Старый злыдень материализовался в маленькой трапезной ровно без десяти минут шесть. Застыв у порога, он сделал глубокий вдох, скривил губы и впился в меня немигающим, цепким взглядом. По моему позвоночнику прошёл неприятный холодок. Ох, кажется, сейчас что-то будет…
– От тебя воняет потёкшей сукой,– скрипучий голос Хенга заставил меня задрожать.
У меня даже и в мыслях не возникло изображать удивление и непонимание. Я только молча смотрела на Учителя в ожидании вердикта. В моих глазах он легко мог разглядеть страх, но в них точно не было раскаяния. По моим собственным убеждениям я не совершила ничего предосудительного. Вернее, не успела совершить, но факт остаётся фактом – ничего не было.
Если же исходить из теории самого Хенга, то контролировать, прежде всего, я обязана чистоту помыслов. Но они и так были девственно чисты до недавнего времени, пока Доминик не замарал их своим, совсем не братским и не дружеским, поцелуем.
Да что я вообще здесь анализирую?! Я ведь уже взрослая шестнадцатилетняя девушка. В этом возрасте каждая нормальная, более-менее симпатичная француженка имеет, как минимум, опыт страстных поцелуев и объятий. И я в монашки не собираюсь записываться, даже в шаолиньские.
– Ты-ы, презренная блудница, посмела своими грязными руками готовить мнееду,– голос Хенга стал ещё более тихим и зловещим.

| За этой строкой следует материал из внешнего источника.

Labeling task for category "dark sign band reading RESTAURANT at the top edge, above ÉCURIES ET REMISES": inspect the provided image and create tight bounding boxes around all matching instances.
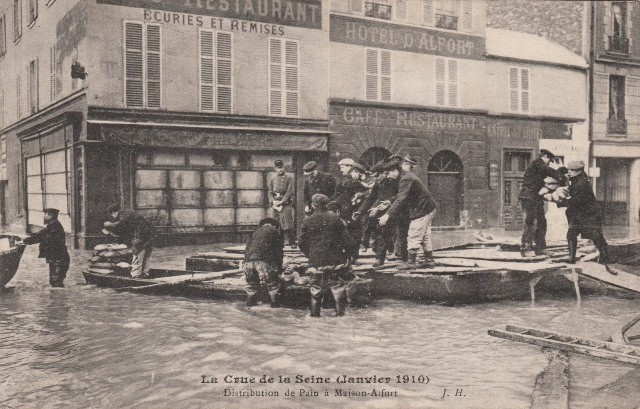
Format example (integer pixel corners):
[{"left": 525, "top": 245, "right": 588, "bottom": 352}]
[{"left": 97, "top": 0, "right": 322, "bottom": 29}]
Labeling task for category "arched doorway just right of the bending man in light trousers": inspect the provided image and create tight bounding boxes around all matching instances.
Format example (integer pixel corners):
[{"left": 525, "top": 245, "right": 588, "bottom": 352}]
[{"left": 427, "top": 151, "right": 463, "bottom": 226}]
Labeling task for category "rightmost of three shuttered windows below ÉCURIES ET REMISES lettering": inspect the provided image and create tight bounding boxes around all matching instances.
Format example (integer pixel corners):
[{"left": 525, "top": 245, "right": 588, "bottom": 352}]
[{"left": 269, "top": 38, "right": 299, "bottom": 117}]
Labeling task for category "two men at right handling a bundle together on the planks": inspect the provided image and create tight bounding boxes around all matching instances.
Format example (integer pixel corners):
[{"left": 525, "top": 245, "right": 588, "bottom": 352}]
[{"left": 519, "top": 149, "right": 611, "bottom": 271}]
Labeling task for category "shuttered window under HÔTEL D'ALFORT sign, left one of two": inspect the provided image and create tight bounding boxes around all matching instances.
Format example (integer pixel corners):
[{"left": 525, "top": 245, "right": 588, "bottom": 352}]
[{"left": 365, "top": 48, "right": 391, "bottom": 101}]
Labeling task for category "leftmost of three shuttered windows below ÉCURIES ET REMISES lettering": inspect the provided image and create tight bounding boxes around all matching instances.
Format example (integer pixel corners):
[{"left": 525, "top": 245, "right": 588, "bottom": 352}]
[{"left": 124, "top": 21, "right": 162, "bottom": 108}]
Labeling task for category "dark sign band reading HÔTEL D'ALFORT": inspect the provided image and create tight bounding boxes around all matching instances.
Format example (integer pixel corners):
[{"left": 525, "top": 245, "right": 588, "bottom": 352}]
[{"left": 330, "top": 15, "right": 485, "bottom": 60}]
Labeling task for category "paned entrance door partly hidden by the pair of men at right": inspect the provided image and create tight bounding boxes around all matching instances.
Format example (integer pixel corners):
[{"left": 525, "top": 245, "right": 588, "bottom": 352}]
[{"left": 502, "top": 151, "right": 531, "bottom": 230}]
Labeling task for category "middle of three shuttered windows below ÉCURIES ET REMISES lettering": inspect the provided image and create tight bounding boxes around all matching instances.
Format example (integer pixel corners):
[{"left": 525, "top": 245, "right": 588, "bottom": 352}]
[{"left": 200, "top": 30, "right": 232, "bottom": 113}]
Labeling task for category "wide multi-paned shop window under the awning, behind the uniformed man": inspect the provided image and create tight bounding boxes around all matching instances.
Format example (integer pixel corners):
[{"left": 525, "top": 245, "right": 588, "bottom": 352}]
[{"left": 135, "top": 151, "right": 294, "bottom": 232}]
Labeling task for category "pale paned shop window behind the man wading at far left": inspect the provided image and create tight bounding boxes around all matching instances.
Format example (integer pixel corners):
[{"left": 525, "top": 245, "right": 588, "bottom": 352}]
[{"left": 26, "top": 149, "right": 71, "bottom": 233}]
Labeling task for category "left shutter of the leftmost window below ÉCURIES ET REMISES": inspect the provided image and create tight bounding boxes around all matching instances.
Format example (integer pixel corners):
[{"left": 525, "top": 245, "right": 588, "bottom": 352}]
[{"left": 124, "top": 22, "right": 144, "bottom": 107}]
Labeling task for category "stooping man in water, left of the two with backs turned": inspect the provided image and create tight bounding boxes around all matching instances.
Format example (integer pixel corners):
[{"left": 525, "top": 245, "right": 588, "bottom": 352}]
[{"left": 243, "top": 218, "right": 284, "bottom": 307}]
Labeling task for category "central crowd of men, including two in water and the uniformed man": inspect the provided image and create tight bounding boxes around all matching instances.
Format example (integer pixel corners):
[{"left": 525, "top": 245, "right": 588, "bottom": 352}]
[{"left": 244, "top": 155, "right": 437, "bottom": 317}]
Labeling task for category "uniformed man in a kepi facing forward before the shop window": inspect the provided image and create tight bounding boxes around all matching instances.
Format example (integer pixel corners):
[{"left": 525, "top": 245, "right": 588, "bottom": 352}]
[{"left": 269, "top": 159, "right": 296, "bottom": 247}]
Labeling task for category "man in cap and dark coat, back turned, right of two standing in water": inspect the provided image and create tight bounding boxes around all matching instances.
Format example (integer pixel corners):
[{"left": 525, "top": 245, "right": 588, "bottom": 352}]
[{"left": 298, "top": 194, "right": 358, "bottom": 317}]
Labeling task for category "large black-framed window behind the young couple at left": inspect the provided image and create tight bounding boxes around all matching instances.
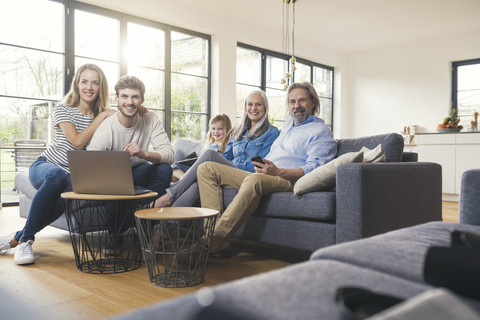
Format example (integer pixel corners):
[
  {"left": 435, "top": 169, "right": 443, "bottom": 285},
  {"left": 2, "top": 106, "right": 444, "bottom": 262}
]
[{"left": 0, "top": 0, "right": 211, "bottom": 202}]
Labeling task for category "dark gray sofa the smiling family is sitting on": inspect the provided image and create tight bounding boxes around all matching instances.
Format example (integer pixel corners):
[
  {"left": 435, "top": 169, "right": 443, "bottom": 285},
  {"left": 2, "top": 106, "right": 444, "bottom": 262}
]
[{"left": 15, "top": 133, "right": 442, "bottom": 252}]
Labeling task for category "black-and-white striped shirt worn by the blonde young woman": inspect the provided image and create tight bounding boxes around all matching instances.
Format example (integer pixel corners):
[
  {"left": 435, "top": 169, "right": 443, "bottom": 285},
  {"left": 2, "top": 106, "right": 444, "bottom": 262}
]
[{"left": 41, "top": 104, "right": 94, "bottom": 173}]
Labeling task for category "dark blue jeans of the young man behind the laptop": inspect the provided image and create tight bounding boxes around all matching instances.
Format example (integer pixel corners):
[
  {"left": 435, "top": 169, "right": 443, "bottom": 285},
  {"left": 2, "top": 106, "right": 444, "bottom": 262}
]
[{"left": 106, "top": 163, "right": 172, "bottom": 234}]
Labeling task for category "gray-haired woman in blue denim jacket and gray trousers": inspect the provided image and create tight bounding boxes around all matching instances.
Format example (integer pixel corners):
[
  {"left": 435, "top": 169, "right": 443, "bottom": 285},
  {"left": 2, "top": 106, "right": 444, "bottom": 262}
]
[{"left": 155, "top": 90, "right": 280, "bottom": 207}]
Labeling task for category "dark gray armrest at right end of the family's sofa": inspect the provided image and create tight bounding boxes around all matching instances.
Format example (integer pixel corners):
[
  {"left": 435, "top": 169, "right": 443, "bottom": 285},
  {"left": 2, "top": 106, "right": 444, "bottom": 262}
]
[{"left": 336, "top": 162, "right": 442, "bottom": 243}]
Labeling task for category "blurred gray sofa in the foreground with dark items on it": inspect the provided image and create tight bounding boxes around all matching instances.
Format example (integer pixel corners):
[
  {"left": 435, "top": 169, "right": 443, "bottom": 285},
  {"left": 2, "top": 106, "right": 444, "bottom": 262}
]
[{"left": 109, "top": 170, "right": 480, "bottom": 320}]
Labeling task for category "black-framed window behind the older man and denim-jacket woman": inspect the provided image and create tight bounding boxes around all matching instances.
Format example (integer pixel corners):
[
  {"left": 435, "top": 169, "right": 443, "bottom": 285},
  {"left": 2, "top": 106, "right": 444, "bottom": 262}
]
[{"left": 237, "top": 43, "right": 333, "bottom": 129}]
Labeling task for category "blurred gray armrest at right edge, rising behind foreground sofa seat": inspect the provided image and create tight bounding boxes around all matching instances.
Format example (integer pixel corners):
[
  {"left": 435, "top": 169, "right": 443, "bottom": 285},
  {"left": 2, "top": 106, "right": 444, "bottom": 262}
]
[{"left": 460, "top": 169, "right": 480, "bottom": 225}]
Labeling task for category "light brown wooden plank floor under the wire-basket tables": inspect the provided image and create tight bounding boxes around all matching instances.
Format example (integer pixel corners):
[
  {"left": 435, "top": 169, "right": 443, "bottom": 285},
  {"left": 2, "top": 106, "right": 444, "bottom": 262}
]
[{"left": 0, "top": 202, "right": 458, "bottom": 319}]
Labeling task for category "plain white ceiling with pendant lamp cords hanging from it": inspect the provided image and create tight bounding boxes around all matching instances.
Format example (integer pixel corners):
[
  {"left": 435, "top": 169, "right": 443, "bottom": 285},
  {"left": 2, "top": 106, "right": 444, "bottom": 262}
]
[{"left": 176, "top": 0, "right": 480, "bottom": 53}]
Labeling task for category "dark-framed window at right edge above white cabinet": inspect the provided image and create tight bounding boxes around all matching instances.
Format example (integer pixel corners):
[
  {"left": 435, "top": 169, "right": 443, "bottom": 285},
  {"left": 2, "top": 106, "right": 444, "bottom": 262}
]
[{"left": 452, "top": 59, "right": 480, "bottom": 128}]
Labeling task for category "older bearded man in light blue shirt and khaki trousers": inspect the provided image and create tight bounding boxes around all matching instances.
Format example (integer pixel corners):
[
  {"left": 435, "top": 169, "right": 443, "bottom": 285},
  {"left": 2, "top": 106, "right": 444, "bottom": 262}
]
[{"left": 197, "top": 82, "right": 337, "bottom": 253}]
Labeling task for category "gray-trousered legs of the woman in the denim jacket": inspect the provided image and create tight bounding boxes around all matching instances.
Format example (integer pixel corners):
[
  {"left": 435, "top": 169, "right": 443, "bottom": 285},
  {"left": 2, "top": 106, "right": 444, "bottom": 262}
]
[{"left": 155, "top": 149, "right": 235, "bottom": 207}]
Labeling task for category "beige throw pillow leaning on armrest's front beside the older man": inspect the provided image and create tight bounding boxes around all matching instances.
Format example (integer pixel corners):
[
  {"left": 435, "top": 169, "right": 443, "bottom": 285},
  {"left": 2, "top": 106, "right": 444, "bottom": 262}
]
[{"left": 293, "top": 151, "right": 363, "bottom": 195}]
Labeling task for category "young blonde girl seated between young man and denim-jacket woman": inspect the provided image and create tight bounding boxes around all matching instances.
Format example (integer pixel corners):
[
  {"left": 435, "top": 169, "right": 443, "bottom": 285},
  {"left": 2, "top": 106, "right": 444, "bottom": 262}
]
[{"left": 172, "top": 114, "right": 232, "bottom": 182}]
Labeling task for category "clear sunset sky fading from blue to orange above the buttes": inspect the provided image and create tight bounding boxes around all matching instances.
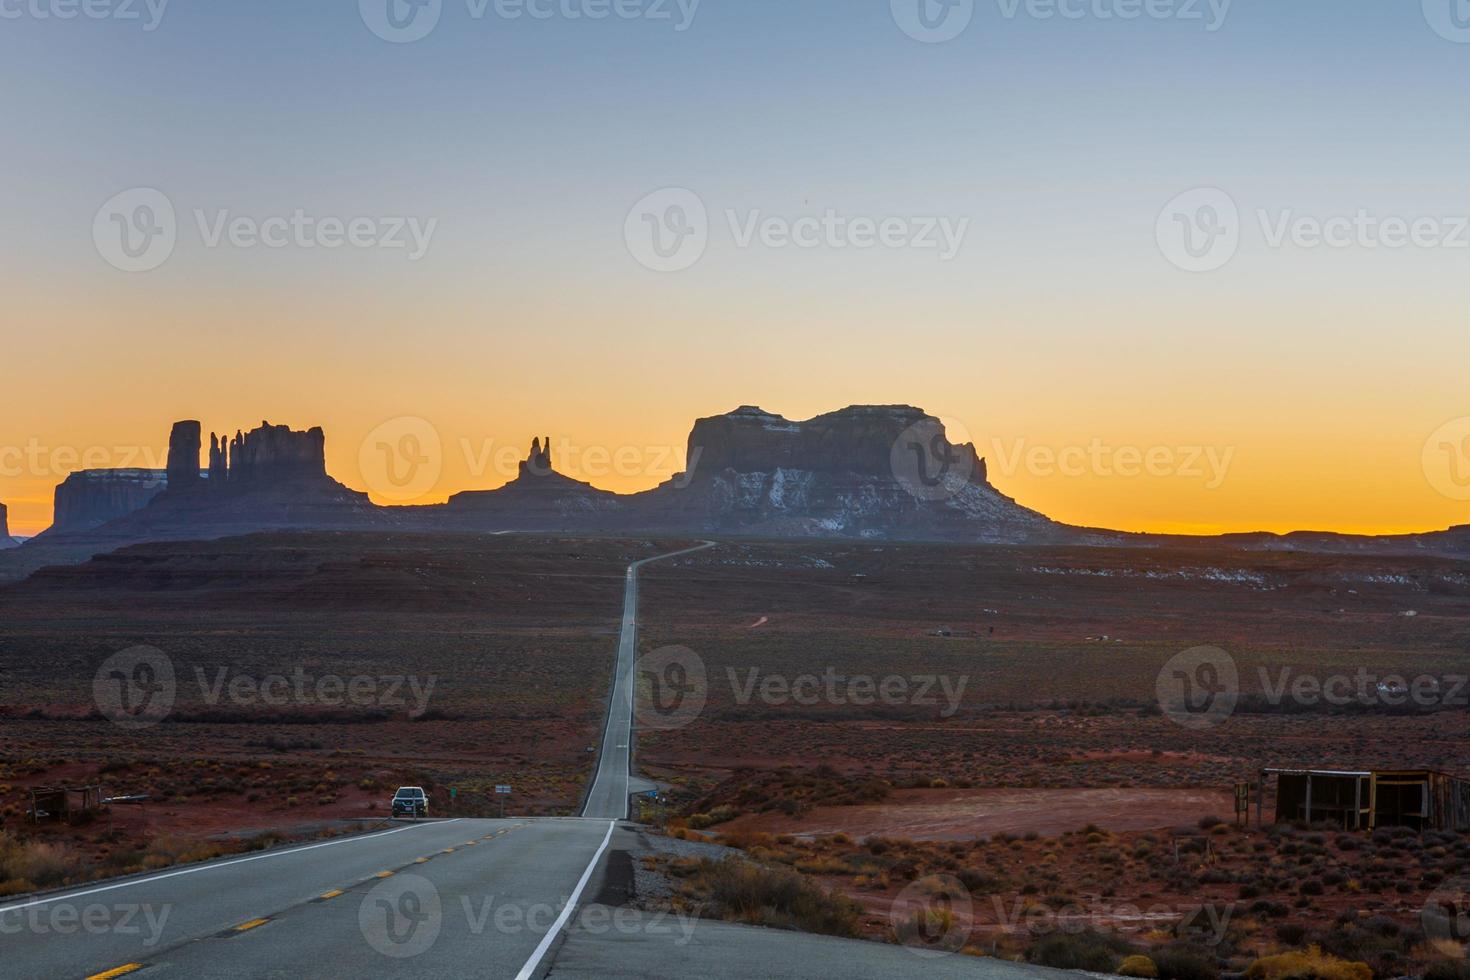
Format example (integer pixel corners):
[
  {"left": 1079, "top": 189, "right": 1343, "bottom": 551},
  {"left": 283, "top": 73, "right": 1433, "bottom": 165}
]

Вот интересно, а что мне было делать – совсем не готовить? Извините, мол, батенька, так уж вышло – нечаянно впала сегодня в блуд и по неосторожности руки замарала. Только чем? Я ведь даже ничего не потрогала у Доминика, хоть и очень хотелось. Знала бы я, что это избавит меня от ежедневного кашеварства, то давно бы уже всех мужиков в городе перещупала.
Пытаться убедить Хенга в том, что я чистая, было абсолютно бессмысленно. Да если бы я даже полностью с хлоркой вымылась, то всё равно бы опошлила его благословенную трапезу, так как мои мысли уже вовсю плескались в грехе и стремились увязнуть в нём ещё глубже.
Обжигающие удары многохвостой плетью отозвались болью на плечах, шее и лице. Тяжёлый резиновый шарик жёстко припечатал мои губы к зубам, и я почувствовала металлический привкус во рту. Вот же сволочь, чуть зубы мне не выбил. Захотелось сплюнуть кровь прямо в кашу этому извергу.
Новую порцию ударов я принимала, уже прикрыв лицо руками. Раньше от этой боли хотелось визжать, но я боялась привлечь своим криком Доминика. Теперь же я не позволяла себе даже скрипнуть зубами. Это удивительно, но, оказывается, к боли тоже можно привыкнуть.
Скоро ему надоест размахивать своей плёткой. А пока я отсчитываю удары и думаю о том, что осталось всего пять лет. А потом у меня будет собственный кнут и для баранов, и для особо зарвавшихся пастухов.
10. 10 Феникс
Природа была сегодня солидарна с Учителем. Уже четыре часа подряд суровые китайские небеса извергали мне на голову тонны воды. Я стою на коленях на жёсткой циновке под открытым небом и усердно замаливаю грехи. Хотя, если бы я действительно молилась и раскаивалась, то, возможно, небо и сжалилось бы надо мной. Но я стою и размышляю о том, что надо было дожать утром этого труса Доминика и вкусить запретный плод. Тогда бы я не зря сейчас получала кару небесную.
Спасибо Хенгу, что не догадался меня голой к столбу привязать или коленями на горох поставить. Правда, я и на циновке себе уже всю кожу стёрла. Но это ерунда, лишь бы только Доминик не решил меня спасать. Надеюсь, что старик не пустит его на свою территорию, и парень не увидит меня в таком жалком виде.
Кормить меня сегодня не будут – и это тоже не трагедия. А вот то, что теперь мои завтраки снова будут состоять из сырых рисовых зёрен – это уже паршиво. Зато теперь я повзрослела и мне полагается целых шестнадцать зёрнышек. Меня же разорвёт от обжорства!